Eric McMillan created the first ball pit in 1976 at SeaWorld Captain Kids World in San Diego, as a result of his experience at Ontario Place. However, IKEA claims that they had a ball pit in the early 1970s in Kungens Kurva, Sweden.
Beginning in the late 1990s, a number of urban legends arose about children being severely injured or killed in ball pit encounters with vipers or hypodermic needles. There is no truth to these stories.
In popular culture
In the Rugrats episode "Piggy's Pizza Palace", the Rugrats jump on a costumed pig named Piggy as an act of revenge to get Angelica's tickets back.

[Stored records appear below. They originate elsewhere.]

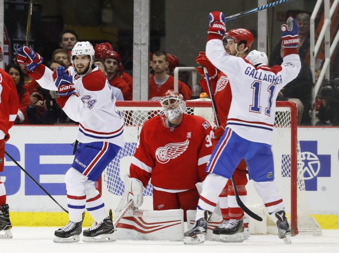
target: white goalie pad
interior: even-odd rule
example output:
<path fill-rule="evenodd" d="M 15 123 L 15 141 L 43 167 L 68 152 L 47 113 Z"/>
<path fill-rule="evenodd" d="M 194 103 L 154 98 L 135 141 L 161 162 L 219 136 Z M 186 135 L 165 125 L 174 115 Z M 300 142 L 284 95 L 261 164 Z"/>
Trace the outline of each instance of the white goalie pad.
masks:
<path fill-rule="evenodd" d="M 197 183 L 196 184 L 195 184 L 195 187 L 197 188 L 197 190 L 198 190 L 198 192 L 199 193 L 199 195 L 201 194 L 201 192 L 203 190 L 203 182 L 199 182 L 199 183 Z M 214 211 L 213 212 L 213 213 L 215 213 L 218 215 L 222 216 L 222 214 L 221 214 L 221 210 L 220 210 L 220 207 L 219 206 L 219 203 L 217 204 L 217 205 L 215 207 L 215 209 L 214 209 Z"/>
<path fill-rule="evenodd" d="M 187 230 L 189 231 L 193 228 L 195 224 L 195 214 L 197 213 L 196 210 L 187 210 L 186 214 L 187 215 Z M 205 239 L 208 241 L 213 241 L 213 230 L 216 227 L 223 223 L 223 217 L 215 213 L 212 214 L 212 216 L 208 221 L 207 226 L 207 234 Z"/>
<path fill-rule="evenodd" d="M 180 241 L 184 239 L 184 211 L 136 210 L 116 225 L 119 239 Z"/>
<path fill-rule="evenodd" d="M 144 187 L 140 180 L 130 177 L 129 175 L 125 174 L 124 175 L 124 182 L 125 190 L 114 212 L 114 215 L 120 214 L 131 199 L 133 200 L 133 206 L 134 207 L 139 207 L 142 205 L 143 201 L 142 193 Z"/>

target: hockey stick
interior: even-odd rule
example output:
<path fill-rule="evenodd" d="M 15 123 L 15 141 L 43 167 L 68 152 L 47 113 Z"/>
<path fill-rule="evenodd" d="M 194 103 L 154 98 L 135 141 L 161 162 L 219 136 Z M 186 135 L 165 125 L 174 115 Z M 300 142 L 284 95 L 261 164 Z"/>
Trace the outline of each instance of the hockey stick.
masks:
<path fill-rule="evenodd" d="M 130 202 L 128 202 L 128 204 L 127 204 L 127 205 L 126 206 L 125 209 L 124 210 L 123 210 L 122 211 L 121 211 L 121 213 L 119 215 L 118 217 L 116 219 L 115 219 L 114 217 L 114 223 L 113 223 L 114 228 L 116 227 L 116 225 L 120 221 L 120 220 L 121 219 L 121 218 L 122 218 L 123 217 L 123 216 L 125 215 L 125 214 L 126 213 L 127 213 L 127 211 L 129 210 L 129 209 L 130 209 L 130 208 L 132 207 L 132 206 L 133 206 L 133 200 L 132 199 L 131 199 L 131 200 L 130 200 Z"/>
<path fill-rule="evenodd" d="M 29 6 L 28 6 L 28 16 L 27 16 L 27 26 L 26 27 L 26 45 L 27 46 L 28 46 L 28 43 L 29 42 L 29 33 L 31 30 L 31 18 L 32 17 L 33 8 L 33 0 L 30 0 Z"/>
<path fill-rule="evenodd" d="M 251 10 L 248 10 L 248 11 L 243 11 L 243 12 L 241 12 L 237 14 L 234 14 L 229 17 L 227 17 L 225 18 L 224 20 L 225 21 L 225 22 L 226 22 L 227 21 L 229 21 L 230 20 L 234 19 L 239 18 L 239 17 L 247 15 L 251 13 L 254 13 L 255 12 L 257 12 L 257 11 L 264 10 L 265 9 L 267 9 L 268 8 L 273 7 L 275 5 L 280 4 L 281 3 L 283 3 L 284 2 L 286 2 L 289 0 L 279 0 L 279 1 L 276 1 L 275 2 L 271 2 L 271 3 L 267 3 L 267 4 L 264 4 L 261 6 L 255 8 L 254 9 L 252 9 Z"/>
<path fill-rule="evenodd" d="M 213 107 L 213 110 L 214 112 L 214 117 L 215 117 L 215 121 L 216 122 L 217 126 L 219 127 L 220 125 L 219 121 L 219 115 L 218 115 L 218 112 L 217 111 L 217 107 L 215 105 L 215 102 L 214 101 L 214 96 L 212 93 L 212 87 L 211 86 L 211 84 L 209 82 L 209 76 L 208 76 L 208 73 L 207 72 L 207 69 L 206 67 L 204 67 L 204 73 L 205 74 L 205 78 L 206 78 L 206 82 L 207 82 L 207 87 L 208 89 L 208 92 L 209 92 L 209 97 L 212 101 L 212 107 Z M 235 181 L 234 180 L 234 177 L 232 175 L 231 176 L 231 181 L 232 182 L 232 185 L 233 186 L 233 189 L 234 189 L 234 195 L 235 195 L 235 199 L 237 200 L 237 203 L 238 205 L 241 208 L 244 212 L 246 213 L 249 216 L 252 217 L 253 219 L 255 219 L 259 221 L 263 221 L 263 218 L 259 215 L 254 214 L 251 210 L 248 209 L 247 207 L 243 203 L 243 201 L 240 199 L 240 197 L 239 197 L 238 194 L 238 190 L 237 190 L 237 186 L 235 185 Z"/>
<path fill-rule="evenodd" d="M 6 151 L 5 151 L 5 154 L 6 154 L 6 155 L 7 156 L 8 156 L 8 157 L 11 159 L 11 160 L 12 160 L 13 162 L 14 162 L 14 163 L 15 163 L 15 164 L 17 165 L 17 166 L 18 167 L 19 167 L 20 168 L 20 169 L 21 170 L 22 170 L 23 172 L 24 172 L 24 173 L 26 174 L 26 175 L 27 175 L 30 178 L 31 178 L 32 180 L 33 180 L 33 182 L 34 182 L 36 184 L 37 184 L 37 185 L 38 185 L 39 187 L 40 187 L 40 188 L 42 191 L 43 191 L 45 192 L 45 193 L 46 194 L 47 194 L 47 195 L 48 195 L 48 196 L 49 196 L 49 197 L 50 197 L 51 198 L 52 198 L 52 199 L 53 199 L 53 200 L 55 202 L 56 202 L 56 203 L 57 204 L 58 206 L 59 206 L 60 207 L 61 207 L 61 209 L 62 209 L 63 211 L 64 211 L 65 212 L 66 212 L 67 214 L 68 214 L 68 211 L 67 210 L 66 210 L 66 209 L 65 209 L 63 207 L 62 207 L 61 206 L 61 205 L 60 204 L 59 204 L 59 203 L 57 202 L 57 201 L 56 200 L 56 199 L 55 199 L 53 197 L 52 197 L 52 196 L 51 195 L 50 195 L 50 194 L 49 194 L 48 192 L 47 192 L 47 191 L 46 190 L 45 190 L 45 189 L 44 189 L 43 187 L 42 187 L 42 186 L 41 186 L 40 185 L 40 184 L 39 184 L 39 183 L 38 183 L 38 182 L 33 178 L 33 176 L 32 176 L 27 171 L 26 171 L 26 170 L 25 170 L 23 168 L 22 168 L 22 167 L 21 167 L 21 166 L 20 164 L 19 164 L 18 163 L 18 162 L 17 161 L 16 161 L 15 159 L 13 157 L 12 157 L 11 156 L 10 156 L 10 155 L 9 155 Z"/>

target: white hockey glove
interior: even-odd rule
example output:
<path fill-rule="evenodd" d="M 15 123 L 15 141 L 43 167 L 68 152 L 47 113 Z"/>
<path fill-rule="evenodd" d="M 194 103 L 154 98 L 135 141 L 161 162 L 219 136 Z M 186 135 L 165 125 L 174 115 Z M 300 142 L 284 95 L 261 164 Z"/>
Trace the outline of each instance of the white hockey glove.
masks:
<path fill-rule="evenodd" d="M 131 200 L 133 200 L 133 205 L 135 207 L 141 206 L 144 201 L 142 195 L 144 186 L 140 180 L 130 177 L 130 175 L 125 174 L 124 175 L 124 182 L 125 191 L 115 210 L 116 213 L 120 213 L 124 210 Z"/>

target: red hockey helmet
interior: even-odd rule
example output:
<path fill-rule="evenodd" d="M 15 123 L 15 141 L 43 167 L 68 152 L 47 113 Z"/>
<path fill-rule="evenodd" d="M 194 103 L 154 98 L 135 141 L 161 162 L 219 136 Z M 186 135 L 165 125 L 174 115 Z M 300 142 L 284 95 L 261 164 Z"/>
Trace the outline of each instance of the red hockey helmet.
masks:
<path fill-rule="evenodd" d="M 169 68 L 170 68 L 170 72 L 172 73 L 174 71 L 175 67 L 179 66 L 179 59 L 174 55 L 167 54 L 167 60 L 169 62 Z"/>
<path fill-rule="evenodd" d="M 234 39 L 236 43 L 244 40 L 246 41 L 246 46 L 248 50 L 251 49 L 252 44 L 254 41 L 254 36 L 253 34 L 249 30 L 245 28 L 230 30 L 226 34 L 225 38 L 226 39 Z"/>
<path fill-rule="evenodd" d="M 121 57 L 116 52 L 113 50 L 107 50 L 101 54 L 101 61 L 104 62 L 106 58 L 112 58 L 117 60 L 119 62 L 121 62 Z"/>

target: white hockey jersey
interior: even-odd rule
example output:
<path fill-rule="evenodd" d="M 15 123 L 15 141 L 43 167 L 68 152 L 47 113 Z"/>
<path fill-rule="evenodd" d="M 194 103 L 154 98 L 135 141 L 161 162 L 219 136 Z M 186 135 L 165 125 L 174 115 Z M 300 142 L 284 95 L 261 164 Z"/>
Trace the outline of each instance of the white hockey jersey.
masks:
<path fill-rule="evenodd" d="M 206 56 L 229 79 L 232 99 L 227 127 L 247 140 L 271 144 L 277 97 L 299 73 L 299 56 L 285 56 L 281 65 L 256 68 L 228 55 L 222 41 L 216 39 L 207 42 Z"/>
<path fill-rule="evenodd" d="M 124 121 L 115 107 L 116 99 L 102 71 L 95 67 L 83 77 L 68 68 L 73 76 L 75 94 L 60 97 L 58 103 L 71 119 L 79 122 L 76 139 L 80 142 L 107 141 L 123 146 Z M 57 90 L 52 71 L 41 64 L 29 73 L 45 89 Z"/>

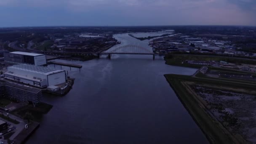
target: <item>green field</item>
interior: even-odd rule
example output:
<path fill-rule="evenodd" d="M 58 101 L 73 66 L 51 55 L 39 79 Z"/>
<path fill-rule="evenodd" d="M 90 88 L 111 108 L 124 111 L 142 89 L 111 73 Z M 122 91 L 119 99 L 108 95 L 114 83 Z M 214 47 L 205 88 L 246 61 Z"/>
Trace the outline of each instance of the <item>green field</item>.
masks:
<path fill-rule="evenodd" d="M 35 107 L 30 104 L 21 109 L 16 109 L 11 113 L 23 118 L 26 112 L 30 113 L 33 117 L 33 120 L 39 122 L 43 115 L 47 114 L 52 108 L 53 106 L 41 102 L 37 104 Z"/>
<path fill-rule="evenodd" d="M 173 89 L 179 99 L 190 115 L 205 134 L 210 142 L 215 144 L 231 144 L 232 140 L 227 136 L 222 129 L 201 107 L 197 100 L 187 91 L 181 83 L 191 78 L 189 81 L 193 81 L 196 78 L 190 76 L 176 75 L 165 75 L 165 76 Z"/>
<path fill-rule="evenodd" d="M 10 117 L 3 115 L 3 114 L 0 114 L 0 117 L 3 118 L 3 119 L 4 119 L 5 120 L 12 123 L 14 124 L 18 124 L 20 123 L 16 120 L 13 120 L 12 118 L 10 118 Z"/>
<path fill-rule="evenodd" d="M 51 47 L 53 45 L 54 43 L 52 40 L 47 41 L 45 42 L 43 45 L 35 47 L 35 49 L 40 51 L 45 51 L 45 48 L 46 50 L 49 50 Z"/>
<path fill-rule="evenodd" d="M 231 91 L 233 89 L 236 91 L 236 92 L 239 92 L 240 90 L 243 89 L 248 93 L 255 91 L 256 89 L 256 84 L 252 83 L 250 81 L 240 81 L 208 77 L 203 74 L 198 74 L 197 76 L 199 77 L 177 75 L 165 75 L 166 80 L 175 91 L 180 100 L 205 134 L 211 143 L 229 144 L 232 143 L 231 141 L 233 141 L 237 142 L 237 141 L 243 141 L 243 140 L 241 138 L 236 137 L 227 132 L 227 129 L 224 128 L 222 125 L 216 121 L 217 120 L 211 117 L 206 112 L 205 108 L 200 105 L 195 96 L 187 91 L 182 82 L 192 82 L 203 85 L 210 85 L 215 88 L 212 88 L 218 90 L 228 87 L 230 88 Z M 224 132 L 225 131 L 227 131 Z M 229 134 L 227 135 L 227 133 Z M 228 135 L 229 136 L 228 136 Z"/>
<path fill-rule="evenodd" d="M 4 107 L 11 104 L 11 101 L 9 99 L 0 98 L 0 107 Z"/>

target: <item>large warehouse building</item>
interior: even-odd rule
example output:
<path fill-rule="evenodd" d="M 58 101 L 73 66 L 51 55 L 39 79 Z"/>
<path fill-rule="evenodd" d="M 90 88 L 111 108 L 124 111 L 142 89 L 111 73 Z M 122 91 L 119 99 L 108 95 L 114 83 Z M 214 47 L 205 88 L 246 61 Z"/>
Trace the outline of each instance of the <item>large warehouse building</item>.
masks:
<path fill-rule="evenodd" d="M 40 88 L 56 85 L 66 81 L 65 71 L 28 64 L 8 67 L 4 75 L 7 79 Z"/>
<path fill-rule="evenodd" d="M 4 53 L 5 61 L 15 63 L 27 63 L 40 66 L 46 64 L 45 55 L 40 53 L 14 51 Z"/>

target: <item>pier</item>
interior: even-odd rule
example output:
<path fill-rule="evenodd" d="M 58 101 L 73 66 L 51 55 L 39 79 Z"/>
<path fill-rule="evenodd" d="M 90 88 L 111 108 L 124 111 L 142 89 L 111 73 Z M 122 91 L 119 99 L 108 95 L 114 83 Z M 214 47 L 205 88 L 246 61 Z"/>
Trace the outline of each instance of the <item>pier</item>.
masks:
<path fill-rule="evenodd" d="M 63 63 L 62 62 L 56 62 L 56 61 L 48 61 L 47 64 L 53 64 L 54 65 L 54 67 L 55 67 L 55 65 L 59 65 L 61 66 L 61 68 L 62 69 L 61 66 L 68 67 L 70 68 L 70 70 L 71 70 L 71 67 L 75 67 L 79 69 L 79 71 L 80 71 L 80 69 L 83 67 L 80 65 L 74 64 L 71 64 Z"/>

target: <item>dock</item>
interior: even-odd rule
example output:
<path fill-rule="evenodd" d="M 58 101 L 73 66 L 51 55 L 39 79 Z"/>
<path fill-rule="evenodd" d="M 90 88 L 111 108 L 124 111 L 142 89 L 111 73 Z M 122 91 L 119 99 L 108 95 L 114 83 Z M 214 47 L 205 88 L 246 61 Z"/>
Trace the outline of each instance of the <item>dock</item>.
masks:
<path fill-rule="evenodd" d="M 67 64 L 67 63 L 63 63 L 62 62 L 56 62 L 56 61 L 48 61 L 47 64 L 53 64 L 54 65 L 54 67 L 55 67 L 55 65 L 59 65 L 61 66 L 61 68 L 62 69 L 61 66 L 66 66 L 70 68 L 70 70 L 71 70 L 71 67 L 75 67 L 79 69 L 79 71 L 80 71 L 80 69 L 83 67 L 80 65 L 77 65 L 77 64 Z"/>
<path fill-rule="evenodd" d="M 25 143 L 29 137 L 39 127 L 40 124 L 38 123 L 32 121 L 31 123 L 29 124 L 29 128 L 27 130 L 24 128 L 14 139 L 15 144 L 21 144 Z"/>

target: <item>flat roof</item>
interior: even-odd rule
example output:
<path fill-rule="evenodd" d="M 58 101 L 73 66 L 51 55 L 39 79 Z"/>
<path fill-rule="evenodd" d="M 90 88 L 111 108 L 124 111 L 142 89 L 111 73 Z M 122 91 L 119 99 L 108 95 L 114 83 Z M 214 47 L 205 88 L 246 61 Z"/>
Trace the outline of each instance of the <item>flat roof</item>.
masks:
<path fill-rule="evenodd" d="M 4 124 L 4 123 L 6 123 L 6 122 L 5 122 L 5 121 L 3 121 L 3 120 L 0 120 L 0 125 L 2 125 L 2 124 Z"/>
<path fill-rule="evenodd" d="M 55 85 L 50 85 L 47 87 L 47 88 L 51 88 L 51 89 L 56 89 L 59 88 L 59 87 Z"/>
<path fill-rule="evenodd" d="M 21 64 L 15 65 L 8 67 L 16 69 L 32 72 L 35 73 L 40 73 L 48 75 L 49 74 L 64 72 L 64 70 L 56 69 L 53 68 L 44 66 L 36 66 L 34 65 L 29 64 Z"/>
<path fill-rule="evenodd" d="M 21 54 L 21 55 L 23 55 L 30 56 L 39 56 L 44 55 L 44 54 L 43 54 L 27 53 L 27 52 L 22 52 L 22 51 L 13 51 L 12 52 L 11 52 L 10 53 L 14 53 L 14 54 Z"/>
<path fill-rule="evenodd" d="M 37 93 L 41 91 L 40 89 L 29 87 L 27 85 L 20 85 L 18 84 L 14 84 L 6 82 L 5 83 L 5 86 L 9 86 L 12 88 L 15 88 L 24 91 L 27 91 L 35 93 Z"/>

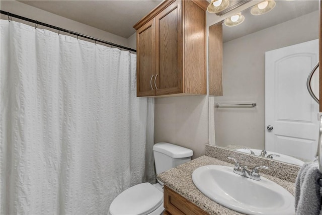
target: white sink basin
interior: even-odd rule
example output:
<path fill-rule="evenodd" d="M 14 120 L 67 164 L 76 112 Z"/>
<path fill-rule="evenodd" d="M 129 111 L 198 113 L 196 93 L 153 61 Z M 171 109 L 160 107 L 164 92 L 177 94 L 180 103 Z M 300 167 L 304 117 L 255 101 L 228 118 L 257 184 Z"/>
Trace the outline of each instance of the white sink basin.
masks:
<path fill-rule="evenodd" d="M 255 155 L 259 156 L 261 154 L 261 153 L 262 152 L 262 150 L 256 150 L 255 149 L 251 149 L 251 150 L 252 150 L 253 152 L 254 152 L 254 153 L 255 154 Z M 251 152 L 250 152 L 249 150 L 247 150 L 245 149 L 239 149 L 238 150 L 236 150 L 236 151 L 237 151 L 240 152 L 244 152 L 245 153 L 251 154 Z M 266 156 L 268 156 L 268 155 L 271 155 L 271 154 L 279 155 L 280 157 L 273 157 L 273 160 L 275 160 L 276 161 L 282 161 L 283 162 L 286 162 L 286 163 L 288 163 L 290 164 L 294 164 L 295 165 L 298 165 L 298 166 L 302 166 L 302 165 L 304 164 L 304 162 L 300 160 L 298 160 L 295 158 L 293 158 L 291 156 L 288 156 L 287 155 L 284 155 L 283 154 L 276 153 L 274 152 L 270 152 L 270 151 L 267 151 L 266 152 L 267 153 L 267 154 L 266 154 Z"/>
<path fill-rule="evenodd" d="M 278 184 L 261 177 L 256 181 L 224 166 L 204 166 L 192 181 L 204 194 L 233 210 L 250 214 L 294 214 L 294 197 Z"/>

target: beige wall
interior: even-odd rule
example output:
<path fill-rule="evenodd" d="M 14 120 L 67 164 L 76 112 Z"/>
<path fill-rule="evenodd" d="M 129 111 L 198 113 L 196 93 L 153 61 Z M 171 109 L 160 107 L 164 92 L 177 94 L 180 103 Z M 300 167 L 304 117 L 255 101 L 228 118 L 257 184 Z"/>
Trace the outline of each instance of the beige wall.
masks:
<path fill-rule="evenodd" d="M 265 52 L 318 38 L 318 12 L 223 45 L 223 96 L 217 102 L 255 102 L 255 108 L 216 108 L 216 145 L 265 146 Z"/>
<path fill-rule="evenodd" d="M 136 48 L 136 34 L 129 38 L 129 47 Z M 193 159 L 204 155 L 209 142 L 208 96 L 157 98 L 154 101 L 154 142 L 190 149 Z"/>
<path fill-rule="evenodd" d="M 52 14 L 20 2 L 2 0 L 0 1 L 0 8 L 1 8 L 1 10 L 3 11 L 9 12 L 31 19 L 38 20 L 45 23 L 78 32 L 80 34 L 96 37 L 125 46 L 127 46 L 128 45 L 128 40 L 126 38 Z M 8 19 L 8 16 L 1 15 L 1 19 Z M 17 20 L 20 22 L 34 26 L 34 24 L 24 21 L 23 20 L 15 18 L 13 18 L 13 20 Z M 46 28 L 41 26 L 39 26 L 38 27 L 40 28 Z M 50 29 L 50 30 L 55 31 L 54 29 Z M 61 32 L 61 33 L 64 34 L 64 32 Z M 71 34 L 69 35 L 73 36 Z M 84 38 L 82 38 L 82 39 L 86 40 Z"/>

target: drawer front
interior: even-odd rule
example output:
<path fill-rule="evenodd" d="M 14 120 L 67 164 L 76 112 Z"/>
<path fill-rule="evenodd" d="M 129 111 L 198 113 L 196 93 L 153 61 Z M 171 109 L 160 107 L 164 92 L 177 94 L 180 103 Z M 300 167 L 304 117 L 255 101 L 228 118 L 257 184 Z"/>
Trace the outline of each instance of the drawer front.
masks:
<path fill-rule="evenodd" d="M 168 214 L 170 213 L 172 215 L 208 214 L 166 186 L 165 186 L 164 195 L 164 207 Z"/>

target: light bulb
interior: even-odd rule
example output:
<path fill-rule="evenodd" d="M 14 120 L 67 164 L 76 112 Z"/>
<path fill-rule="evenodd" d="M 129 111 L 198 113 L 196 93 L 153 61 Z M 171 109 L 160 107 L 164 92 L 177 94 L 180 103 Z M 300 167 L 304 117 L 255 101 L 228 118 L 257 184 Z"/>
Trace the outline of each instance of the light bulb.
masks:
<path fill-rule="evenodd" d="M 230 20 L 231 20 L 232 22 L 236 22 L 239 18 L 239 15 L 237 15 L 230 17 Z"/>
<path fill-rule="evenodd" d="M 222 2 L 222 0 L 217 0 L 215 2 L 214 2 L 212 4 L 215 7 L 219 7 L 220 5 L 221 5 L 221 3 Z"/>
<path fill-rule="evenodd" d="M 268 2 L 267 2 L 267 1 L 265 1 L 259 4 L 258 7 L 260 10 L 263 10 L 263 9 L 264 9 L 265 8 L 266 8 L 268 5 Z"/>

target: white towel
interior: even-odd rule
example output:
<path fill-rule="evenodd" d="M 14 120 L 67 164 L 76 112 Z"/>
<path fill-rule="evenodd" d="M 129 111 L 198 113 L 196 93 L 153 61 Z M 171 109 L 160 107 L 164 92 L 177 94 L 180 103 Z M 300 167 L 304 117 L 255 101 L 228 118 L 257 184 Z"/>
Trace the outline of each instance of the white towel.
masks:
<path fill-rule="evenodd" d="M 295 213 L 297 215 L 318 215 L 321 211 L 322 174 L 316 163 L 305 164 L 295 182 Z"/>

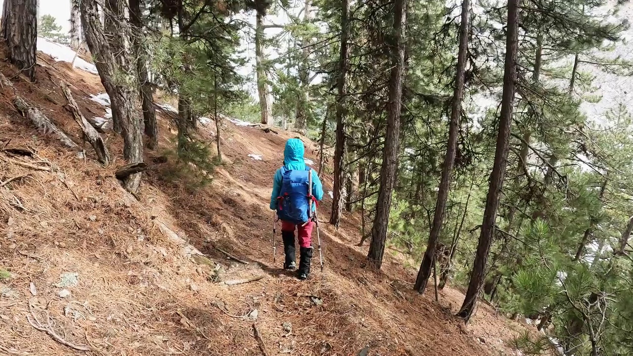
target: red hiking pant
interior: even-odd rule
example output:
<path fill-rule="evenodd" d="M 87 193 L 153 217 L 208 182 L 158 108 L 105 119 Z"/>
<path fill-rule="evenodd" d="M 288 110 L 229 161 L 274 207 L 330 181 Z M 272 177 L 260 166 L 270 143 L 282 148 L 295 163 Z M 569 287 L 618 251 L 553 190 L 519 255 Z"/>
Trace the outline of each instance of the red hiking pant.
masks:
<path fill-rule="evenodd" d="M 294 227 L 296 226 L 299 235 L 299 246 L 301 247 L 310 247 L 312 246 L 312 227 L 314 223 L 308 221 L 308 224 L 302 226 L 302 224 L 295 225 L 292 222 L 281 220 L 281 231 L 294 233 Z"/>

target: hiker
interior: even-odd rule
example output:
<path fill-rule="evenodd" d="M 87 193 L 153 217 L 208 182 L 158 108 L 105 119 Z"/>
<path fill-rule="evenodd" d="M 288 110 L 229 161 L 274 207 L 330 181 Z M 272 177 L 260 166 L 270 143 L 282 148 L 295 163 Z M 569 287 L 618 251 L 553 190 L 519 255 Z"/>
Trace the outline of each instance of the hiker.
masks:
<path fill-rule="evenodd" d="M 284 165 L 275 173 L 270 208 L 277 210 L 281 220 L 281 236 L 284 240 L 285 261 L 284 269 L 293 270 L 295 263 L 294 230 L 299 236 L 299 258 L 297 277 L 306 279 L 310 274 L 312 258 L 312 212 L 316 201 L 323 198 L 323 186 L 318 175 L 306 165 L 303 158 L 303 142 L 290 139 L 284 149 Z M 310 196 L 309 182 L 311 175 L 312 196 Z M 309 201 L 313 201 L 312 211 L 308 214 Z"/>

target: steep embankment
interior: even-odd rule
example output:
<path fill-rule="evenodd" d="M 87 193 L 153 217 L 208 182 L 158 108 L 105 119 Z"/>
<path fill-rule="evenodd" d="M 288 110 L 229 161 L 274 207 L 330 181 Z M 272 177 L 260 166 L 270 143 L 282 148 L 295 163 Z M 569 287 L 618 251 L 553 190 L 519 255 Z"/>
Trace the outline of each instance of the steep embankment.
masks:
<path fill-rule="evenodd" d="M 71 84 L 85 116 L 102 117 L 105 108 L 89 99 L 103 91 L 98 77 L 41 54 L 39 63 L 37 84 L 5 63 L 0 71 L 80 143 L 58 84 Z M 194 189 L 161 155 L 175 130 L 163 113 L 161 148 L 147 154 L 152 168 L 137 201 L 113 177 L 120 158 L 103 168 L 91 149 L 78 158 L 42 137 L 0 94 L 0 266 L 11 273 L 0 281 L 0 354 L 347 355 L 366 345 L 360 354 L 514 354 L 505 344 L 524 326 L 482 305 L 470 330 L 460 329 L 451 316 L 460 292 L 447 288 L 439 304 L 413 293 L 414 271 L 395 252 L 382 271 L 367 268 L 366 248 L 354 246 L 356 217 L 337 231 L 322 224 L 325 268 L 320 271 L 315 254 L 308 281 L 280 269 L 280 246 L 273 263 L 272 177 L 294 134 L 225 120 L 225 163 L 212 184 Z M 215 126 L 201 124 L 199 134 L 210 141 Z M 120 139 L 105 136 L 121 157 Z M 331 189 L 331 179 L 323 181 Z M 322 221 L 330 203 L 320 206 Z M 220 263 L 184 257 L 164 226 Z M 219 283 L 251 276 L 263 277 Z"/>

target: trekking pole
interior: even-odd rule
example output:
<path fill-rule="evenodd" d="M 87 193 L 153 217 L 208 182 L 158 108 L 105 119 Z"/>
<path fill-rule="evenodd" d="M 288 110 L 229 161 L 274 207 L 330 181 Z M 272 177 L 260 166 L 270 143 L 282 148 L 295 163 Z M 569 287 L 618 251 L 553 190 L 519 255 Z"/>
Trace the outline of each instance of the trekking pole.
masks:
<path fill-rule="evenodd" d="M 277 263 L 277 240 L 275 239 L 277 232 L 277 221 L 275 218 L 277 217 L 277 210 L 273 210 L 273 263 Z"/>
<path fill-rule="evenodd" d="M 321 234 L 318 231 L 318 218 L 316 217 L 316 207 L 315 207 L 315 213 L 312 213 L 312 170 L 308 172 L 308 216 L 311 217 L 308 219 L 305 224 L 307 224 L 310 220 L 316 225 L 316 241 L 318 243 L 318 259 L 321 262 L 321 272 L 323 272 L 323 255 L 321 254 Z"/>
<path fill-rule="evenodd" d="M 315 224 L 316 224 L 316 241 L 318 243 L 318 259 L 321 262 L 321 273 L 323 273 L 323 255 L 321 253 L 321 234 L 318 231 L 318 217 L 316 216 L 316 209 L 315 209 Z"/>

It causes the ball pit structure to split open and the balls fall out all over the restaurant.
In season 3 episode 14 ("The Einstein Approximation") of the TV series The Big Bang Theory, Sheldon seeks inspiration in a ball pit at a mall, then hides from Leonard, who spends a good amount of time and effort trying to retrieve Sheldon from the pit.
In 2014, a YouTube vlogger under the name Roman Atwood made a video of transforming the living room of his home into a massive ball pit, intended as a prank for his girlfriend who had returned from a trip. He later collaborates with another vlogger, Freddie Wong, to create a comedy video involving giant ball pit and "ball monster" prank.
In 2016, a pop-up "ball pit bar" opened in San Francisco.